Egan raises a host of intriguing questions: Why does McDonald’s have 107 items on its menu? Why are breakfast sandwiches, protein bars, and gluten-free anything so popular? Will bland, soulless meal replacements like Soylent revolutionize our definition of a meal? The search for answers takes her across the culinary landscape, from the prioritization of convenience over health to the unintended consequences of “perks” like free meals for employees; from the American obsession with “having it our way” to the surge of Starbucks, Chipotle, and other chains individualizing the eating experience; from high culture—artisan and organic and what exactly “natural” means—to low culture—the sale of 100 million Taco Bell Doritos Locos Tacos in ten weeks. She also looks at how America’s cuisine—like the nation itself—has been shaped by diverse influences from across the globe.
Devoured weaves together insights from the fields of psychology, anthropology, food science, and behavioral economics as well as myriad examples from daily life to create a powerful and unique look at food in America.
About the Author
Sophie Egan is the Director of Health and Sustainability Leadership and Editorial Director at The Culinary Institute of America. Based in San Francisco, Sophie is a contributor to The New York Times' Well blog, and has written about food and health for Time, The Wall Street Journal, The Washington Post, Bon Appétit, WIRED, and Sunset magazine, where she worked on The Sunset Cookbook and The One-Block Feast book. She holds a master of public health from the University of California, Berkeley, with a focus on health and social behavior, and a bachelor of arts with honors in history from Stanford University. In 2016, she was named one of the UC Global Food Initiative’s 30 Under 30.

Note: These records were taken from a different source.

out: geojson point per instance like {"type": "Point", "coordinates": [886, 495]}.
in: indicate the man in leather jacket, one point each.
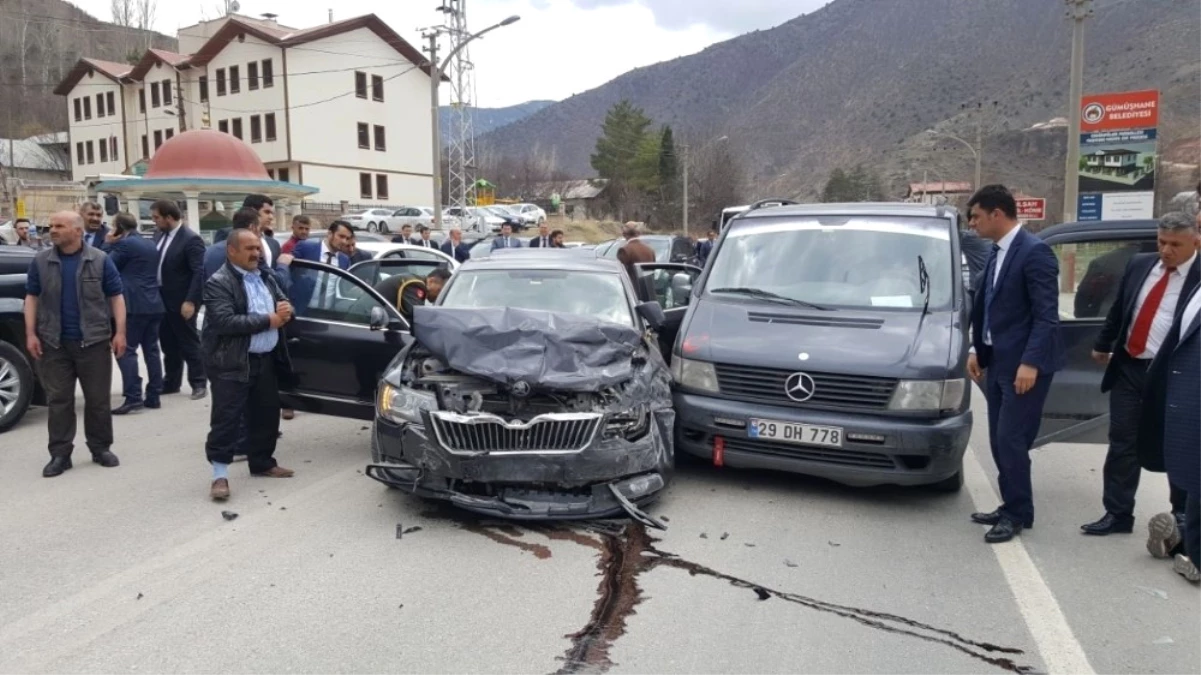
{"type": "Point", "coordinates": [245, 354]}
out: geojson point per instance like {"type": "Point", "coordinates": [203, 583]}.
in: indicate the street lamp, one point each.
{"type": "Point", "coordinates": [435, 124]}
{"type": "Point", "coordinates": [975, 149]}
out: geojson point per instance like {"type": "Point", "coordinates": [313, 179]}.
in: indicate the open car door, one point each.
{"type": "Point", "coordinates": [670, 286]}
{"type": "Point", "coordinates": [1092, 260]}
{"type": "Point", "coordinates": [342, 338]}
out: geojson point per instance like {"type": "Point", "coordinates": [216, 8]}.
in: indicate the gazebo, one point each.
{"type": "Point", "coordinates": [210, 166]}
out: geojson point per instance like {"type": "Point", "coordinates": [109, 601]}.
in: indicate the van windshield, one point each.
{"type": "Point", "coordinates": [838, 262]}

Praise For Devoured: From Chicken Wings to Kale Smoothies--How What We Eat Defines Who We Are…
“An engaging anthropological guide to our country’s obsession with Pumpkin Spice Lattes and affection for Two Buck Chuck. ... Reads more like a bonbon-studded TED talk than an eat-your-spinach slog.”
— Seattle Times
“Devoured is a well-researched and fascinating exploration of what we eat, how we eat and why. It is only with this understanding of our food culture that we stand a chance of improving our food system. Devoured is a great contribution to this endeavor.”
— Sam Kass, Senior Food Analyst for NBC News and former White House Senior Policy Advisor for Nutrition
“Reading [Devoured] could change the way you eat.”
— San Jose Mercury News
“A wild and witty romp through the zaniness that infuses today’s American culture of food.”

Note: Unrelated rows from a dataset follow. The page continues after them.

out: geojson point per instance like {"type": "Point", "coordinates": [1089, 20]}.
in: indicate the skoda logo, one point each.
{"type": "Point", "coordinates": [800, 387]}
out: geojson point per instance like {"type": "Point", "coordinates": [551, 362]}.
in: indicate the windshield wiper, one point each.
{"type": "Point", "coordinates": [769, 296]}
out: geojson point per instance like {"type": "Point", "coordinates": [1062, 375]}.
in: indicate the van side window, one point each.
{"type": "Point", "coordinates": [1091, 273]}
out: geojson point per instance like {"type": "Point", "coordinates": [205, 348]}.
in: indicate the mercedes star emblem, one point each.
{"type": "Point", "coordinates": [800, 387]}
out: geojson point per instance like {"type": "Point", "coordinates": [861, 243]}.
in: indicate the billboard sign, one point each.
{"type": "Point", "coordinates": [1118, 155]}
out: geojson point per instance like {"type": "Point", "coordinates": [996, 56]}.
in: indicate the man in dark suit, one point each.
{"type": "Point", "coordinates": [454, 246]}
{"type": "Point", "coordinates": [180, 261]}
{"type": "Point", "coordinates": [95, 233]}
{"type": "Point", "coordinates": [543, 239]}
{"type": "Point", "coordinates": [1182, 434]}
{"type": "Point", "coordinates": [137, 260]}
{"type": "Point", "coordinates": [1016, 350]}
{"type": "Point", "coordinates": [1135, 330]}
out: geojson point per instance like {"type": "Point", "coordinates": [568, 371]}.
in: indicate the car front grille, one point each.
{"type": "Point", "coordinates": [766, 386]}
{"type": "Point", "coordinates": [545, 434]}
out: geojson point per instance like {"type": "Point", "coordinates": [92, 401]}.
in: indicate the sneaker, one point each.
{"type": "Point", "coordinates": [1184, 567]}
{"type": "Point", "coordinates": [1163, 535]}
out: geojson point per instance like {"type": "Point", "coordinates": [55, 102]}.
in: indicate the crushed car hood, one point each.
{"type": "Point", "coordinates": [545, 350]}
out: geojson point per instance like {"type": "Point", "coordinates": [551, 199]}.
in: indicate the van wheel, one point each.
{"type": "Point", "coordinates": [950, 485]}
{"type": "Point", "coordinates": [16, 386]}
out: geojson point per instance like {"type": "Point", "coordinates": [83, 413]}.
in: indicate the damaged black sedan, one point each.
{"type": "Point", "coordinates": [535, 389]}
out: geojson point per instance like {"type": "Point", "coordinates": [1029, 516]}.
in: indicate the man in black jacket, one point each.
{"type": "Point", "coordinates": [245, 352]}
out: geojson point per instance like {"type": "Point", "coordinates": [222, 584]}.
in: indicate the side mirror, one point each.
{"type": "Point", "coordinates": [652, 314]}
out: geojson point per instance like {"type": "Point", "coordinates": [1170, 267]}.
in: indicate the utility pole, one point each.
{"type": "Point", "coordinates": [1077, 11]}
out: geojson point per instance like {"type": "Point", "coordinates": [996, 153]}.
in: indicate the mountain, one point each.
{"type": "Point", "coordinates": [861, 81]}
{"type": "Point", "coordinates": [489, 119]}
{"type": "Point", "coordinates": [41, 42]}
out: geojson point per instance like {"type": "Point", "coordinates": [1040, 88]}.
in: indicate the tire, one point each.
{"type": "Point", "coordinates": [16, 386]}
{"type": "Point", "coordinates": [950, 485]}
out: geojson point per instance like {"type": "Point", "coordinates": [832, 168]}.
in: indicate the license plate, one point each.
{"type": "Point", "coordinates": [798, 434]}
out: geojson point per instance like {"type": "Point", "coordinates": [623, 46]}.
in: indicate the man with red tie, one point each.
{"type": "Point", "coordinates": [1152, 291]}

— Michael Moss, author of the New York Times bestseller Salt Sugar Fat
“This book is for anyone who eats food (even if it’s Soylent). It’s a fun and thought-provoking tour of the bizarre stuff we now consume. You won’t look at your dinner -- or lunch, breakfast, snack, or whatever Doritos Locos Taco is -- the same way again.”
— New York Times bestselling author A.J. Jacobs
“Engrossing. ... Well-written. ... Combines insights from behavioral economics, food science, psychology, and Egan’s personal observations.”
— Publishers Weekly
“Entertaining… Humorous… An informative look at what Americans eat for breakfast, lunch, dinner, and all those snack times in between and how our eating habits are changing who we are.”
— Kirkus Reviews
“Well-researched, fascinating and witty.”
— Shelf Awareness
“Using relatable examples, anecdotes, and convincing research, [Egan] highlights what characterizes our country’s approach to food and makes it unique.”
“A must read about how our behaviors influence our diets and vice versa.”